Linux/PROCESSOR-SDK-AM57X: OpenCL+DSP accelerate

user6010539

Prodigy 70 points

Part Number: PROCESSOR-SDK-AM57X
Other Parts Discussed in Thread: AM5718

Tool/software: Linux

Hi Ti，

I am doing OpenCV+DSP accelerate on AM5718 board，SDK version is ti-processor-sdk-linux-rt-am57xx-evm-04.01.00.06.

I found UMat convert to Mat takes too much time。
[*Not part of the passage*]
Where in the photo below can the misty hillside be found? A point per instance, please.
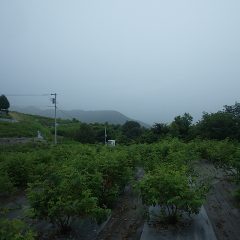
(110, 116)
Here is my test code and result：

code：

int main(int argc, char ** argv)

{

unsigned char *yuv_raw_data = NULL;
int c = -1;
struct timespec tp0, tp1, tp2, tp3, tp4, tp5;

cameraOpenDevice(1);

Mat mat_yuv(CAMERA_HEIGHT , CAMERA_WIDTH, CV_8UC2);
Mat mat_rgb(CAMERA_HEIGHT , CAMERA_WIDTH, CV_8UC3);

UMat umat_yuv(CAMERA_HEIGHT , CAMERA_WIDTH, CV_8UC2);
UMat umat_rgb(CAMERA_HEIGHT , CAMERA_WIDTH, CV_8UC3);

while(1) {
clock_gettime(CLOCK_MONOTONIC, &tp0);
DqBuffer(&yuv_raw_data);//yuv raw data from V4l2 camera
QBuffer();
memcpy(mat_yuv.data, yuv_raw_data, CAMERA_WIDTH*CAMERA_HEIGHT*2);

clock_gettime(CLOCK_MONOTONIC, &tp1);
mat_yuv.copyTo(umat_yuv);

clock_gettime(CLOCK_MONOTONIC, &tp2);

cvtColor(umat_yuv, umat_rgb, CV_YUV2BGR_YUYV);

clock_gettime(CLOCK_MONOTONIC, &tp3);

umat_rgb.copyTo(mat_rgb);
clock_gettime(CLOCK_MONOTONIC, &tp4);

imshow("frame", mat_rgb);
clock_gettime(CLOCK_MONOTONIC, &tp5);

printf("get yuv Mat tdiff=%lf ms \n", tdiff_calc(tp0, tp1));
printf("Mat2UMat tdiff=%lf ms \n", tdiff_calc(tp1, tp2));
printf("cvtColor_YUV2BGR tdiff=%lf ms \n", tdiff_calc(tp2, tp3));
printf("UMat2Mat tdiff=%lf ms \n", tdiff_calc(tp3, tp4));
printf("imshow tdiff=%lf ms \n", tdiff_calc(tp4, tp5));

c = waitKey(1);
if( c == 27 || c == 'q' || c == 'Q' )
break;
}

cameraCloseDevice();
return 0;

}

Then I compile it to an exec bin: dsp_accelerate_opencv_opencl

result ：

root@ok5718-idk:/home/forlinx/qt# on_dsp_accelerate.sh

get yuv Mat tdiff=5.017779 ms
Mat2UMat tdiff=0.672464 ms
cvtColor_YUV2BGR tdiff=0.165757 ms
UMat2Mat tdiff=151.863810 ms
imshow tdiff=1.787381 ms

root@ok5718-idk:/home/forlinx/qt# off_dsp_accelerate.sh

get yuv Mat tdiff=0.509635 ms
Mat2UMat tdiff=0.479541 ms
cvtColor_YUV2BGR tdiff=11.217494 ms
UMat2Mat tdiff=5.070482 ms
imshow tdiff=2.764032 ms

root@ok5718-idk:/home/forlinx/qt# cat on_dsp_accelerate.sh
export TI_OCL_CACHE_KERNELS=Y
export OPENCV_OPENCL_DEVICE='TI AM57:ACCELERATOR:TI Multicore C66 DSP'
echo "OpenCL on"
./dsp_accelerate_opencv_opencl

root@ok5718-idk:/home/forlinx/qt# cat off_dsp_accelerate.sh
export OPENCV_OPENCL_DEVICE='disabled'
echo "OpenCL off"
./dsp_accelerate_opencv_opencl

The result shows UMat convert to Mat takes too much time when dsp accelerate is working.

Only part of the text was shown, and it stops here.